• Advertisement
Sign in to follow this  

[.net] Reading Two Bytes as One

This topic is 3322 days old which is more than the 365 day threshold we allow for new replies. Please post a new topic.

If you intended to correct an error in the post then please contact us.

Recommended Posts

I am at my wits end here and about to break something so I thought I'd tap gamedev once more. I've googled for hours. Searched the gamedev site. Visited lame sites that claim to have the answers but want you to register first. The works. Nothing. Maybe it's because I haven't slept in two days or maybe I'm just worse at programming than I thought but this is stupid hard for me. Here's the situation: I have a file. Its contents look like 00 00 FF 00 repeated over and over again. When read in to memory, 00 is treated as two individual bytes (a char each) I want 00 to be treated as a single byte so I can write the damn thing to address and get the ascii representation of the hex value. I found out that the images I was writing out as .tga was writing the hex values of what were supposed to be my hex values. I wasn't pleased. I was simply moving the source file's content to an output with an added header and a new extension. But for some reason, when looking at this in a hex editor, the values were nowhere near to the original's values. No code because I know it doesn't work and I know that the way I'm doing it assumes that I'm trying to convert a single char into a piece of an address. Here's an example though of what I'm doing:
unsigned int stride32;
unsigned char *buffer = new unsigned char[length];
file.read(buffer, length); //go on until end of file

int abyte = 0;
//we have the original file in a bigass buffer now. Sweet. We have the "hex" values saved and ready for use. 
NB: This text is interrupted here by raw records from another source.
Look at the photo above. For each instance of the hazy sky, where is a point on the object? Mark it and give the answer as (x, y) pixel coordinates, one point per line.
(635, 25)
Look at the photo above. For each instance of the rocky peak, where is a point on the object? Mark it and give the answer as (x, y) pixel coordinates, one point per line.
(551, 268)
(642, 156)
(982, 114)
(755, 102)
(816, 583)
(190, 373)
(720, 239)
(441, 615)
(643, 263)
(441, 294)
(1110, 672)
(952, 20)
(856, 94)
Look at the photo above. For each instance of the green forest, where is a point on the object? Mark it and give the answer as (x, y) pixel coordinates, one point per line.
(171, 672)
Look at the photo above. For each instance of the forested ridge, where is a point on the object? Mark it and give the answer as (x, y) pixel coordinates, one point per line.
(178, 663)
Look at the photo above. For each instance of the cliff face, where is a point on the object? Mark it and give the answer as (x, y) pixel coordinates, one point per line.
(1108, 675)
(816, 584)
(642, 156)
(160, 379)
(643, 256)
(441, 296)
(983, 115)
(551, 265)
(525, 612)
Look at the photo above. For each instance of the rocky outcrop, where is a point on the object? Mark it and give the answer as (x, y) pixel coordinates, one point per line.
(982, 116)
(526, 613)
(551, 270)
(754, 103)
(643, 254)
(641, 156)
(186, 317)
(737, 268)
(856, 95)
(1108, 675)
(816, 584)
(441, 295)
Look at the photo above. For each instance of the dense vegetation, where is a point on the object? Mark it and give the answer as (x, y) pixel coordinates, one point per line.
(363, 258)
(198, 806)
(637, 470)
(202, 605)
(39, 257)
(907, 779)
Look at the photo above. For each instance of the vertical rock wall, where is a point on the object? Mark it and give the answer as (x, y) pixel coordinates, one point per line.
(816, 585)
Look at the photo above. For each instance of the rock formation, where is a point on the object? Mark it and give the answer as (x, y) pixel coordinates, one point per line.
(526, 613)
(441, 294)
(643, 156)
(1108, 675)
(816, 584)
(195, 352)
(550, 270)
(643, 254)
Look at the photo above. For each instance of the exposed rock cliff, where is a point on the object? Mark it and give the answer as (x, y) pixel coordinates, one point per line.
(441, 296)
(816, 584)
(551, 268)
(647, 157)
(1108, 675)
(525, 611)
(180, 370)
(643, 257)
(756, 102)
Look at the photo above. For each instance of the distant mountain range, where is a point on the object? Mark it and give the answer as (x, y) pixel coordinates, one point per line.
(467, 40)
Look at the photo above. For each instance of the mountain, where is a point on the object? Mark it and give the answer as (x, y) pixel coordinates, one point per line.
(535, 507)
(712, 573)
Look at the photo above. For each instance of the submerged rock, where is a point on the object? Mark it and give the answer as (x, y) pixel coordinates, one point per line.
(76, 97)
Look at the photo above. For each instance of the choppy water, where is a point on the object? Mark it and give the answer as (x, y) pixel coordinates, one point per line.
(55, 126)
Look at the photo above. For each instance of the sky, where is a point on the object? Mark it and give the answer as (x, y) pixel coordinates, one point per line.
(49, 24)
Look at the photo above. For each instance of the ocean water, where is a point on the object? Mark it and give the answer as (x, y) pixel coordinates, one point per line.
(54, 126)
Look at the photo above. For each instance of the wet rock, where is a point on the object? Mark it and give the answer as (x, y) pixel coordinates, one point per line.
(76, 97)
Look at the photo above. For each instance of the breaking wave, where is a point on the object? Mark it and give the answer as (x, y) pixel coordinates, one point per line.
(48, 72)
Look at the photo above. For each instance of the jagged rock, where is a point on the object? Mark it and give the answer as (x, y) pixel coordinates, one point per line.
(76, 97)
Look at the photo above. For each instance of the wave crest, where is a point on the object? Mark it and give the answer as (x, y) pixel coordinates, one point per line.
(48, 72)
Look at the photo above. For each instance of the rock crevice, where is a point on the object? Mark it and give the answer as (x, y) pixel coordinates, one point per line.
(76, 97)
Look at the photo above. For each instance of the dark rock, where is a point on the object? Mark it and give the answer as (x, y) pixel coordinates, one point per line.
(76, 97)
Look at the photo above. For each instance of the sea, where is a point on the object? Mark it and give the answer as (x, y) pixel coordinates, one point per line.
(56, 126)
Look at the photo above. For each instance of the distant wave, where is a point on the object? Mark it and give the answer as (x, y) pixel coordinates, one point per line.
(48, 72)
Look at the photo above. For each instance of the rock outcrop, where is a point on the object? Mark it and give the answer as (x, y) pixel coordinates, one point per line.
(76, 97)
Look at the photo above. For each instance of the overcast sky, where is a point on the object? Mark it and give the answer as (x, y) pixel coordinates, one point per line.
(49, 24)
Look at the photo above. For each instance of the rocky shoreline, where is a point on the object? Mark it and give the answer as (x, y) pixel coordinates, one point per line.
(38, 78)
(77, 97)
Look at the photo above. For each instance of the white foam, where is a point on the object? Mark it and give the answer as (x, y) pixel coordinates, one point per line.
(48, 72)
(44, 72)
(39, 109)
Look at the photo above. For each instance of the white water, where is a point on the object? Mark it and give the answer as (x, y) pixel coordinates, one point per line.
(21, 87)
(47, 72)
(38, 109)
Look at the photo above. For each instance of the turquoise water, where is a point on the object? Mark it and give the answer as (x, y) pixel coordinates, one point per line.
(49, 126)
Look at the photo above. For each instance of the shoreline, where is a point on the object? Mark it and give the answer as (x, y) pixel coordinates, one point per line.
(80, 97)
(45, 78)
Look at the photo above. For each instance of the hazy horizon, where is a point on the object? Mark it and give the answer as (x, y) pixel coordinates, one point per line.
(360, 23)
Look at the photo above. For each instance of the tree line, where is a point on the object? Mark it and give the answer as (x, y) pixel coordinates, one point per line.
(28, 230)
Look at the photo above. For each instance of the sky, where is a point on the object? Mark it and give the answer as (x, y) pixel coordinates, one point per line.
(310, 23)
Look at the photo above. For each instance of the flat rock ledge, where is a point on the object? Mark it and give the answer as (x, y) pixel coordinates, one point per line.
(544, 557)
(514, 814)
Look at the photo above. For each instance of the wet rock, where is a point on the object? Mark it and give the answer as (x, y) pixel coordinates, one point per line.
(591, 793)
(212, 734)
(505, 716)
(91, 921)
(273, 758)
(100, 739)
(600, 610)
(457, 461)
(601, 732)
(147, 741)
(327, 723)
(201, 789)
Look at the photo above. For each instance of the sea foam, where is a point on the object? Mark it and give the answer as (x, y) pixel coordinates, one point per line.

unsigned char *whereisit = (unsigned char*)&stride32;
*(whereisit + abyte) = buffer[first two chars];
abyte += 1; //next byte in int
*(whereisit + abyte) = buffer[next two chars]; //yes, I skip whitespace
abyte += 1; //next byte in int
//Repeat that until all 4 bytes of int have been filled then....

cout << stride32;

Not the exact code but it sums up what I'm trying to do I guess. I would really appreciate ANY help I can get with this. Thanks again gamedev.net!

Share this post


Link to post
Share on other sites
Advertisement
Quote:
Original post by caldiar
I have a file. Its contents look like 00 00 FF 00 repeated over and over again.

When read in to memory, 00 is treated as two individual bytes (a char each)

I want 00 to be treated as a single byte so I can write the damn thing to address and get the ascii representation of the hex value.


Maybe this is way off, as I'm not sure if I understand what you're trying to do, but I think you should do something like this:


for each pair of characters (i.e., 00/FF)
int leftDigit = convert left char to a number
int rightDigit = convert right char to a number
char theByte = (char)(leftDigit * 16 + rightDigit);


Again, sorry if this is way off.

EDIT: Made some changes to the pseudo-code.

EDIT 2: Changed it again, thanks Nypyren for pointing out a stupid mistake.

[Edited by - Gage64 on January 14, 2009 2:33:26 AM]

Share this post


Link to post
Share on other sites
buffer[first two chars]? I assume you mean buffer[first char].

If so, you should read 4 chars, not just 2.

Share this post


Link to post
Share on other sites
00 is two chars (0 and 0)

I want 00 to be one char so I can use it to modify my the 4 bytes that make up my int.

Basically I want 00 00 FF 00 to fit inside the 4 bytes of an int but when 00 00 FF 00 is read into the buffer each individual digit is treated as a byte when it should be pairs of digits.

EDITED: I sounded like a jerk. I need some sleep


Share this post


Link to post
Share on other sites
Quote:
Original post by Gage64
Quote:
Original post by caldiar
I have a file. Its contents look like 00 00 FF 00 repeated over and over again.

When read in to memory, 00 is treated as two individual bytes (a char each)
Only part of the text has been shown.